Supplemental oxygen is indicated when normal oxygenation is impaired because of pulmonary injury, which may result from aspiration (chemical pneumonitis) or inhalation of toxic gases. The Po2 should be maintained at 70– 80 mm Hg or higher if possible.
Supplemental oxygen usually is given empirically to patients with altered mental status or suspected hypoxemia.
Oxygen (100%) is indicated for patients with carbon monoxide poisoning to increase the conversion of carboxyhemoglobin and carboxymyoglobin to hemoglobin and myoglobin, respectively, and to increase the oxygen saturation of the plasma and subsequent delivery to tissues.

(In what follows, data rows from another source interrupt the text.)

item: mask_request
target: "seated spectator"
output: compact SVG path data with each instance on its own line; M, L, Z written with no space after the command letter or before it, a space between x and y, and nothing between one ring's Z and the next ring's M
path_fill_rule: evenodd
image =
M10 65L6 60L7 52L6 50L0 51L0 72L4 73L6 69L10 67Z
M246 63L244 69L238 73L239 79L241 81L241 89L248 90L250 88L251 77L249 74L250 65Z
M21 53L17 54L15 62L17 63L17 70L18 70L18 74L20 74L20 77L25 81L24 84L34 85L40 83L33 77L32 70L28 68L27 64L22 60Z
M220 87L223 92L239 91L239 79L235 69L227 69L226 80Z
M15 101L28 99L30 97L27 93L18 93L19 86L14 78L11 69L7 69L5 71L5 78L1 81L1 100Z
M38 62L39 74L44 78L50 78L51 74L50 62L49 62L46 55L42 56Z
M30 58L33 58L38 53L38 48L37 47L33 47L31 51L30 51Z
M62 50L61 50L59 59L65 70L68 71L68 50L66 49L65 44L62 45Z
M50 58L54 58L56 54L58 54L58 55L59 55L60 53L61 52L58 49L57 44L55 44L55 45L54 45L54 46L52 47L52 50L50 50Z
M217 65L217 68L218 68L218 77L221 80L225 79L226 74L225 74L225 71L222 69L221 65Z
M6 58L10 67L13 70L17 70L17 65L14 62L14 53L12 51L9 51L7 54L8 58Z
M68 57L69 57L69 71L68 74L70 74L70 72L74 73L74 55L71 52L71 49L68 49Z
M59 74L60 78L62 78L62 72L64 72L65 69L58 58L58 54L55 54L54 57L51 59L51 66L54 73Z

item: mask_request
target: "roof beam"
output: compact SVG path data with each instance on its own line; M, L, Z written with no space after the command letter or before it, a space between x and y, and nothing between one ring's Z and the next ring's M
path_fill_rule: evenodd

Hyperbaric oxygen may be beneficial for patients with severe carbon monoxide poisoning, although the clinical evidence is mixed. Potential indications include history of a loss of consciousness, metabolic acidosis, age older than 36 years, pregnancy, carboxyhemoglobin level greater than 25%, and cerebellar dysfunction (eg, ataxia; see Table II–19).
Hyperbaric oxygen has also been advocated for the treatment of poisoning with carbon tetrachloride, cyanide, and hydrogen sulfide and for severe methemoglobinemia, but the experimental and clinical evidence is scanty.